As usual, we will meet in CGIS Knafel Room 354 from noon to 1:30pm, and lunch will be provided.  See you all there! To view previous Applied Statistics presentations, please visit the website.

-- Aaron Kaufman

Title: The Degree of Segregation in Social Networks

In 1969, economist Thomas Schelling introduced a landmark model of racial segregation in which individuals choose residences based on the racial composition of the corresponding neighborhoods. Simple simulations of Schelling's model suggest this local behavior can cause segregation even for racially tolerant individuals. In this talk, we provide rigorous analyses of the degree of segregation in Schelling's model on one-dimensional and two-dimensional lattices.
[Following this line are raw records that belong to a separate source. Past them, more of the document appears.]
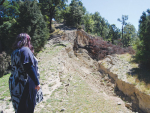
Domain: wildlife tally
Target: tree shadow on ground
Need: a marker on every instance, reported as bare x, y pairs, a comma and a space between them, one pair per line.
142, 73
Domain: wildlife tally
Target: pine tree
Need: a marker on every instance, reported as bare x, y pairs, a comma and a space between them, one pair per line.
31, 21
143, 52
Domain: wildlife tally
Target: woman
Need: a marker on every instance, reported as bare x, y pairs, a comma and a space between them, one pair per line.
23, 83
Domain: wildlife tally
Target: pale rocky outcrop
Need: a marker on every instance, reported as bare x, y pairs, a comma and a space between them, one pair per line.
117, 70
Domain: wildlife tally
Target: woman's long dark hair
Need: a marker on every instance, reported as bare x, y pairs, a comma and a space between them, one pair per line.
23, 39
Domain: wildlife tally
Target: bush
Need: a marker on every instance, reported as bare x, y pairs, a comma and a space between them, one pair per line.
31, 21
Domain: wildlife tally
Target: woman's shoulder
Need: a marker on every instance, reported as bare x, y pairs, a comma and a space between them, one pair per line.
24, 49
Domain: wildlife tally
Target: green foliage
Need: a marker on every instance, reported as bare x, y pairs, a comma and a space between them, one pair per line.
74, 14
49, 7
129, 35
7, 36
9, 10
143, 49
114, 33
31, 21
89, 23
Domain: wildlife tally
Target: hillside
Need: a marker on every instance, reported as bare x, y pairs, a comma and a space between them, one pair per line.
71, 82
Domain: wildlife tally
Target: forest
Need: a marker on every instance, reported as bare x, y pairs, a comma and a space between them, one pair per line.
35, 18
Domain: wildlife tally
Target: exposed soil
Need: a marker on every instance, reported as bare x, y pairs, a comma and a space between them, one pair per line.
72, 84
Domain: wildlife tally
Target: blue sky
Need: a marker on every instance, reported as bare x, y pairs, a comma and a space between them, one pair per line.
111, 10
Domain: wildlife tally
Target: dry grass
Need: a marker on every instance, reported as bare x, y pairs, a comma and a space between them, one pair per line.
138, 77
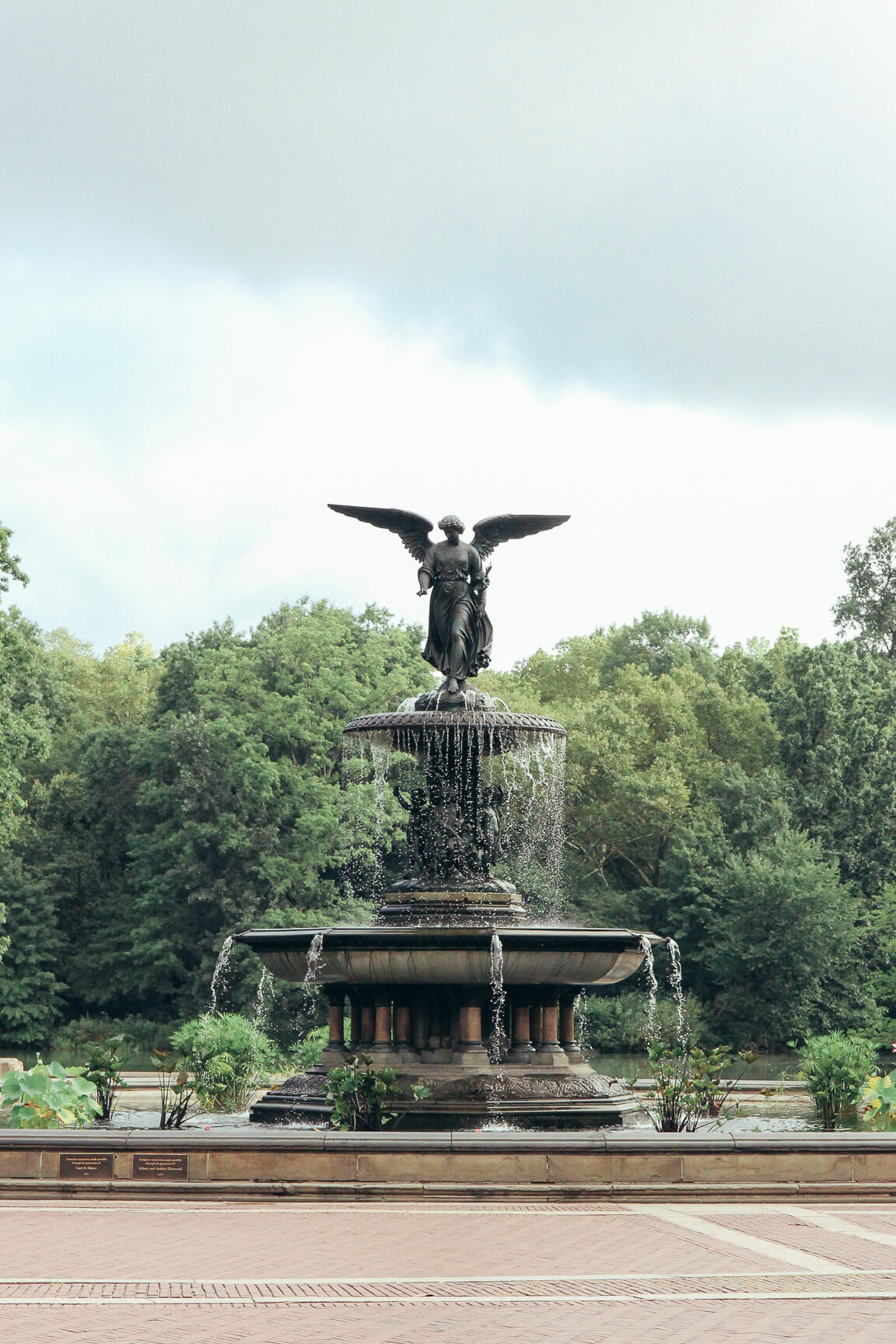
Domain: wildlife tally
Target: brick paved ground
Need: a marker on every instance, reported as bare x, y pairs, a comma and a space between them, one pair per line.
399, 1275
We see that if agents refuse to live in neighborhood in which their type constitutes a strict minority, then the outcome is nearly integrated: the average size of an ethnically-homogeneous region is independent of the size of the society and only polynomial in the size of the neighborhood. A natural question arises regarding how tolerance impacts segregation. We show the surprising result that tolerance can actually increase segregation: the average size of an ethnically-homogeneous region is now exponential in the size of the neighborhood.